Jak upływający czas zmienił relacje matki i córki.

Przed nimi kolejna próba, ale aktorki Joanna Żółkowska (61) i Paulina Holtz (34) zgodnie twierdzą, że im są starsze, tym lepiej im się razem pracuje. Co więcej, lubią spotykać się na scenie i przed kamerą.

Dobrze się rozumieją, mają wspólny język, znają swoje charaktery i wiedzą, jak sobie pomóc. – Korzystam z pomysłów, które podsuwa mi Paulina. I odwrotnie, cieszę się, gdy Paulina wymyśli coś dobrego. Kiedy nie może sobie z czymś poradzić, czekam, aż sama znajdzie rozwiązanie lub nieśmiało coś podpowiadam – opowiada pani Joanna.

Reklama

Teraz pracują nad spektaklem zatytułowanym "Po co jest matka", którego premiera już jesienią w teatrze Polonia. Ich codzienne spotkania to prawdziwy rytuał: poranna kawa, ćwiczenie tekstu, a następnie próba. Obie są bardzo silnymi kobietami – przyjaciółkami i partnerkami w pracy.

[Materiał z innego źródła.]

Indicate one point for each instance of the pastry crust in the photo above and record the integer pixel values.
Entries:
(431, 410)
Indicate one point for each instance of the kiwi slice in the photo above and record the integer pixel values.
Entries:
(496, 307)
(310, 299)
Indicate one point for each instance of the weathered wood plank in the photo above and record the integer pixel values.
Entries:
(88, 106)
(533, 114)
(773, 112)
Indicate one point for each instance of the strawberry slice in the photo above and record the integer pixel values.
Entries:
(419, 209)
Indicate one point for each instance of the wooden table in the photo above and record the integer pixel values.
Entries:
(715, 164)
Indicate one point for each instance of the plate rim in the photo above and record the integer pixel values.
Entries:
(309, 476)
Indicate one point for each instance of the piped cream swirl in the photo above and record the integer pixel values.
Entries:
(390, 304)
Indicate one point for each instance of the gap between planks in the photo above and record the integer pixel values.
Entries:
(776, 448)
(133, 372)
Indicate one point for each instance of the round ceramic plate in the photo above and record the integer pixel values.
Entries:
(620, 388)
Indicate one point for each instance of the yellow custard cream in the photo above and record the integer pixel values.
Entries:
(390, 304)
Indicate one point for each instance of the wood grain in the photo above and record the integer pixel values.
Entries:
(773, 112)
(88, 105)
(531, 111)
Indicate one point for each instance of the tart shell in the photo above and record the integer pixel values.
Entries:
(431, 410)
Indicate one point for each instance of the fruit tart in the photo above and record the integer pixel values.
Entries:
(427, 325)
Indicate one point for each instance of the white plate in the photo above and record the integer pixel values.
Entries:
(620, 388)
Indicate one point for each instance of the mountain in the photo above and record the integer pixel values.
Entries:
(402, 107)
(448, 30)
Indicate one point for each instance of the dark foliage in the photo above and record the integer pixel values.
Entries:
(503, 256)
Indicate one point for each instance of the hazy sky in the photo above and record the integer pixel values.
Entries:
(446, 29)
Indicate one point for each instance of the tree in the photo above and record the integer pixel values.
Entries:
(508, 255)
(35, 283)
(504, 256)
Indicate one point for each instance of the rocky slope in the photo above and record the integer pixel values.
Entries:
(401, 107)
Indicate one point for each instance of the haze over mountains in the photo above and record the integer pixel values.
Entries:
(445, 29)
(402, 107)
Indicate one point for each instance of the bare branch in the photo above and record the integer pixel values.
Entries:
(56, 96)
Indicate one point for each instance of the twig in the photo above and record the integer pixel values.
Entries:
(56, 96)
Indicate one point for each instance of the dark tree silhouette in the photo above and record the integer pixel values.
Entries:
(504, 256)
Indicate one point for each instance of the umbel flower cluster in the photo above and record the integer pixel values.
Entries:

Ich relacje nie są typowe dla matki i córki. Paulina mówi do pani Joanny po imieniu i kontynuuje jej model wychowania, polegający na wolności wyboru, rzeczowej rozmowie i radości z drobiazgów. Tego właśnie uczy swoje córeczki, Tosię i Marcelinę. – Nie pamiętam żadnych błędów Joasi, które zaważyłyby na moim dorosłym życiu. To fajna matka – mówi.

Aktorka już ma prezent z okazji Dnia Matki. Jak co roku jest to coś wyjątkowego, ale jednocześnie praktycznego. Paulina nigdy nie zapomina o tym dniu, bo to właśnie mama dała jej to z czego dzisiaj korzysta, będąc dorosłą osobą. Uczyła ją życia, wrażliwości, kindersztuby, a przy tym dawała ogromną swobodę.

– Zawsze miała do mnie zaufanie – wspomina dzisiaj. Obie żyją w nieformalnych związkach. Uważają wprawdzie, że małżeństwo niczemu nie szkodzi, ale też w niczym nie pomaga. Ostatnio przez trzy miesiące mieszkały razem, bo u Pauliny trwał remont. Bardzo dobrze wspominają ten czas: wspólne spacery, obiady i zakupy. – Po raz pierwszy – mówi pani Joanna – miałam okazję przekonać się, jak wspaniałą matką jest moja córka.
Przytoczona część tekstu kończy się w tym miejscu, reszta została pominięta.